Page 3 of 3
After leaving the market we cruised through a maze of narrow channels to one of the stilt villages. The entire area was covered with a mat of floating water hyacinths, the basis of a thriving cottage industry. Even before leaving our boat we could hear the rhythmic clatter of wooden handlooms. An old woman in one of the thatched houses demonstrated how fibre is extracted from the hyacinths and we watched nimble-fingered young women spin it into thread and weave it into fabric for hats, handbags and souvenirs. The Intha people of Inle Lake have become such expert weavers they now import, dye and weave Chinese raw silk and manufacture it into finished garments for the overseas market.
From a deck outside the spinning room I waved at a couple of kids cavorting in the water outside their house. They waved back and amid a ripple of giggling and splashing treated me to a private aquatic show. This, I thought, is why the fishermen don't end up in the lake with the fish. The kids who grow up in the stilt villages of Inle Lake learn their water skills from the time they are toddlers. Water is their playground, their front yard, and their road to a friend's home.
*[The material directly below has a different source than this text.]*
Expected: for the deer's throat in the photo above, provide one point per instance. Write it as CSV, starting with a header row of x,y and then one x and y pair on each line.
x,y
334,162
The tomatoes were beginning to ripen in the small private garden floating beside their house and farther out in the lake farmers in tiny dugouts were harvesting the commercial crop. The gardens of Inle Lake thrive on floating mats of decaying marsh plants, soil, and water hyacinths. Staked to the bottom with long bamboo poles the incredibly fertile floating islands yield a non-stop harvest of fresh vegetables. And while one group of farmers harvest the crop another group works at stabilizing and maintaining the islands themselves. Using long bamboo poles they dredge decaying vegetation from the lake bottom, pile it first into their dugouts and then onto the island where it becomes part of their floating garden.
No tour of Inle Lake would be complete without visiting at least one monastery. In addition to being innovative farmers and entrepreneurs the Intha people are devout Buddhists and the lavish Phaung Daw Oo Paya, on Ywama's main canal, is one of the holiest sites in all of Shan State. During our visit in early October four of the temple's five Buddhas were waiting to begin their three-week ceremonial cruise aboard a royal barge powered by leg-rowing fishermen. We missed the launch and went on to visit the "Jumping Cat Monastery". As I watched the young monks entertain themselves and a handful of tourists by coaxing their feline pets to leap through coloured hoops I thought about the other monks — the ones we saw in Yangon and Mandalay who faced the fury of the ruling military junta and its armed soldiers. Here among the Intha people Inle Lake seems as far removed from Myanmar's political turmoil as the legendary valley of Shangri La.